Under Corbyn and McDonnell, Labour’s view of the economy has moved sharply away from the model presented in Dragons. In a policy paper produced during the 2015 campaign, Corbyn directly attacked “the Conservative myth [that] wealth creation is solely due to the dynamic risk-taking of private equity funds, entrepreneurs or billionaires.” The 2017 manifesto’s section on “creating an economy that works for all” made it clear that “Labour understands that the creation of wealth is a collective endeavour between workers, entrepreneurs, investors and government.”

In an interview given to the Financial Times earlier this year, McDonnell illustrated the gulf between himself and the former Chief Secretary to the Treasury even more explicitly. Asked to name his “business heroes,” McDonnell refuses to be drawn. Rather than reel off a top ten list, as Byrne could so readily have done, the Shadow Chancellor pauses, before finally challenging the entrepreneur myth on which the question is premised:

“There’ll be creative business leaders but actually, when it comes down to it, they can’t do anything unless part of a collective,” says McDonnell. “Unless they’ve got that wealth creator, that engineer and that work person, that skilled person at the bench to fulfil that idea … they’re nothing.”

The radical plans for democratic public ownership set out in Labour’s report on “Alternative Models of Ownership” – commissioned by McDonnell and Rebecca Long-Bailey earlier this year – promise to place “those who create the real wealth in charge”, putting the control of key industries – in the words of the Shadow Chancellor – “irreversibly in the hands of workers.”
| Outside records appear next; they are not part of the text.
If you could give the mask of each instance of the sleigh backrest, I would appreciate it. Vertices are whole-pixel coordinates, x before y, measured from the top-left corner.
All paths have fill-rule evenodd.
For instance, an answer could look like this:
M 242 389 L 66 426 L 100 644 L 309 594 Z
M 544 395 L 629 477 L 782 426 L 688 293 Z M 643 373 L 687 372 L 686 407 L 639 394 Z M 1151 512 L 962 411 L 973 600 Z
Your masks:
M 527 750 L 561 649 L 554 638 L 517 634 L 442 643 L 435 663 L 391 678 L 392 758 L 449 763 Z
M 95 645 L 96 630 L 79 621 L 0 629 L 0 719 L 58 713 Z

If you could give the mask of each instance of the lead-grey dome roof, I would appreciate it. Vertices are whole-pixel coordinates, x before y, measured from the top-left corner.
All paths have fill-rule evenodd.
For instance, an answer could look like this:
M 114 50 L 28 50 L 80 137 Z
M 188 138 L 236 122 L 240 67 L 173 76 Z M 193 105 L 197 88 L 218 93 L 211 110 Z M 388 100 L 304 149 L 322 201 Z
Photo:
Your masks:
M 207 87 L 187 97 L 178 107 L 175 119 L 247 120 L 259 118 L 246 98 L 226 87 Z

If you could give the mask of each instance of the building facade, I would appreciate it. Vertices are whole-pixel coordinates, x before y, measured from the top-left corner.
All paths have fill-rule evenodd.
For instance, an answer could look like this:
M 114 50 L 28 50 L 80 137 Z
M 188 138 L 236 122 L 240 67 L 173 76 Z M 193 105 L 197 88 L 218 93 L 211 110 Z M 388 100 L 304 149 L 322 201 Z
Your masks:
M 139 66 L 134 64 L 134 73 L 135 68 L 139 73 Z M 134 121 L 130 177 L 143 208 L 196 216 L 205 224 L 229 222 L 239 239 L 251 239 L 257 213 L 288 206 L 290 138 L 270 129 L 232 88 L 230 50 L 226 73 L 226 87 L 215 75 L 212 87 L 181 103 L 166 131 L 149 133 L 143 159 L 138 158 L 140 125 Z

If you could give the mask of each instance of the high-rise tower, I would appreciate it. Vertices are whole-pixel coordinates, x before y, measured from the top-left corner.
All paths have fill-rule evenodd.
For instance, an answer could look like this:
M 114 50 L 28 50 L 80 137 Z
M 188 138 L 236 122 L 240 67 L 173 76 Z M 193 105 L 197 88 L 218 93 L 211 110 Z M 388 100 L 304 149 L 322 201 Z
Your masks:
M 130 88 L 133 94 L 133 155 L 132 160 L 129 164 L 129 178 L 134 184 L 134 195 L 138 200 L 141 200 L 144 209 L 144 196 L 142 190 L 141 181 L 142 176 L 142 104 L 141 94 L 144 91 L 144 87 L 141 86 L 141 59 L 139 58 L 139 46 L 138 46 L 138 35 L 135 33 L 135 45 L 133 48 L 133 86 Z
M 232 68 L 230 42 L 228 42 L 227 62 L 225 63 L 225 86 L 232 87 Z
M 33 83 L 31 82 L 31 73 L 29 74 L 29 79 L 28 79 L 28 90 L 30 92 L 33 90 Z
Just as any historical account of capitalism must avoid the glorification of “great men”, a robust critique of capitalism must start from a structural perspective. Calls for an “ethical” or “responsible capitalism”, whether from “one-nation” Tories or the soft left of Labour, rely on the liberal fallacy that the inbuilt injustices of the present economic system can be corrected through the careful cultivation of civic virtue in the hearts of its chief beneficiaries. At the same time, the dangers of an individualising analysis on the far left are all too apparent in the anti-Semitic conspiracy theorising which has plagued the crank fringes of the Labour Party for far too long.

In the economic policy outlined by the current Labour leadership, there are signs that these outdated models are at last being discarded, with McDonnell’s view of wealth-creation seemingly a world away from Dragons’ fetishisation of the world-conquering entrepreneur. But there is a final cautionary lesson to be taken from the moribund “great man” theory of history peddled by Byrne. It should always be borne in mind that the leftward turn in the Labour Party is not embodied in Corbyn (or McDonnell) but in the mass movement which has enabled and sustained their leadership, and in a larger reaction against the material conditions of austerity. If perhaps understandable in the face of relentless personalised attacks from the right, the frustrating tendency among some on the left to treat Corbyn and the movement as synonymous – the “absolute boy” theory of history – both fails to properly understand where this left shift has come from, and does a disservice to the hundreds of thousands of members and supporters who have done so much to facilitate it over the past two and a half years.

Theories of history which invest great leaders alone with the power to change the world are in their essence reactionary and should be avoided at all costs. Likewise, if the leftward turn in the Labour Party is to begin and end with Jeremy Corbyn, then it will be an opportunity catastrophically wasted for a genuine and lasting challenge to the UK’s neoliberal hegemony. Notwithstanding the attitudes of some on the “euphoro-Corbynist” left since last summer, this is a project which is far from complete or irreversible. It will require work in and beyond Westminster, patient organisation and, crucially, planning beyond the current Labour leadership for a history that is in our own hands.


  1. Maurice Dobb, On Economic Theory and Socialism: Collected Papers (London: Routledge & Kegan Paul, 1955), 3-15.